They learn from and from everything that is in their immediate environment. And what is around a child? A lot of things, a lot of people, and a lot of situations—an infinite amount of stimuli.
Now, learning is never as great as when an adult is present. The adult is in charge of mediating, transferring and translating each stimulus to the child how to build resilience in children.
The mediating role of the adult in the learning process
The adult’s role is to facilitate the child’s understanding of their environment— to act as a link. There is increasing evidence showing the impacts on child development of positive and responsive interactions with adults . For example, it has been shown that when teachers manage behavioral aspects intentionally, attend to the child’s interests and channel their attention receptively, children improve their behavior in the classroom and also have better academic performance.
Toys, siblings, other children in the care center or at school are necessary and contribute to the learning process. But they are not enough. Child development is enhanced by interaction with the adult caregiver —at home or in the care center, where many children spend a considerable proportion of their time. Additionally, consistency—the presence of a primary caregiver in each environment—gives the child security and reinforces her self-esteem.
Below, we explore 5 ways adults can enhance children’s learning:
- Pay attention to the signs and follow your interests. Beyond offering affection and affection, fundamental in and of themselves, the adult can identify and respond to the child’s forms of communication, for example:
Naming the object or action of interest: “What are you pointing to? Ah! “The Sun and Moon Storybook!”
Responding if the child smiles or babbles when performing an action: “You like it when I tickle your feet, right?”
Talk to him about what is happening: “Yes! “I’m putting socks on for you so your feet don’t get cold.”
- Introduce new concepts, naming everything in the environment. During the bath, for example, talk about how cold or hot the water is, about dry and wet, about the parts of the body, mentioning and pointing to them. Or at lunch time, take the opportunity to talk about the textures, sizes, shapes and colors of foods.
- Expand the child’s knowledge. When you watch or read stories together, if the child says: “woof-woof”, add: “yes, he is a big dog and he has four legs!”, pointing to them.
- Play! Playing is the main means of learning for children, as well as great fun. By playing, the adult can participate and enhance the role-play —remember that children imitate everything adults do! — or introduce challenges and problems that the child has to solve : playing to open a jar and take out what is inside, to put together a puzzle, to find an object that we have hidden, and a long etcetera.
Recommendation: the adult can vary the game, posing increasingly complex but achievable challenges. If a game is very simple, and the child can solve it immediately, she gets bored and loses interest. If it is too complex, he gets frustrated and doesn’t want to continue.
- Recognize and reinforce attempts and achievements in a positive way: congratulate the child with applause, kisses, verbalizing their achievement and attempts , thus promoting their self-esteem and encouraging them to continue learning.
Benefits of adult interaction
All of these practices help the child in multiple ways:
- Developing your language . They expose him and familiarize him with many new words—which he understands, internalizes, and which little by little he will introduce into his own vocabulary.
- Promoting their cognitive and motor abilities . The child becomes familiar with complex concepts such as cause and effect, or the permanence of objects (the object does not disappear simply because you no longer see it).
- Developing and stimulating aspects of executive function , such as attention, perseverance, self-regulation, among others, through facing and overcoming challenges.

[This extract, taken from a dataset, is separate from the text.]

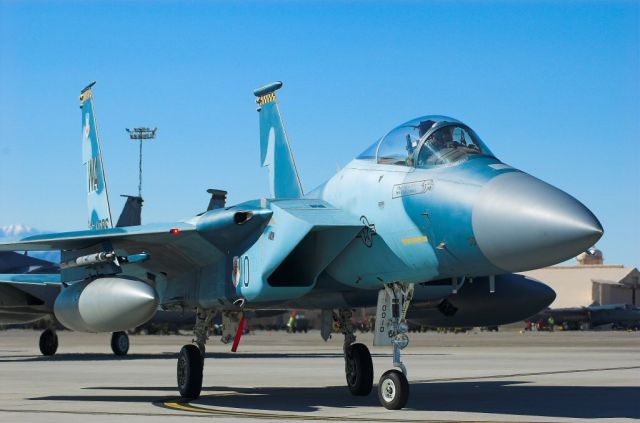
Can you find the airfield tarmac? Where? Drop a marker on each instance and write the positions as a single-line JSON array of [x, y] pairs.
[[476, 376]]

- Promoting their creativity and socio-emotional development . Promoting attachment , the affectionate bond between the child and the adult caregiver, weaving a warm and close relationship between both.
- Provoking his curiosity and encouraging him to want to learn new things.
Lack of time, tiredness, the presence of other children, other responsibilities often limit the quantity and quality of interactions between the adult and the child. Therefore, as adult caregivers, it is important that we remember its benefits. All of us, from our spheres as parents, family members, neighbors, caregivers, teachers, have the responsibility of playing this important mediating role in our relationship and interaction with children, thus contributing to promoting their development to the maximum potential.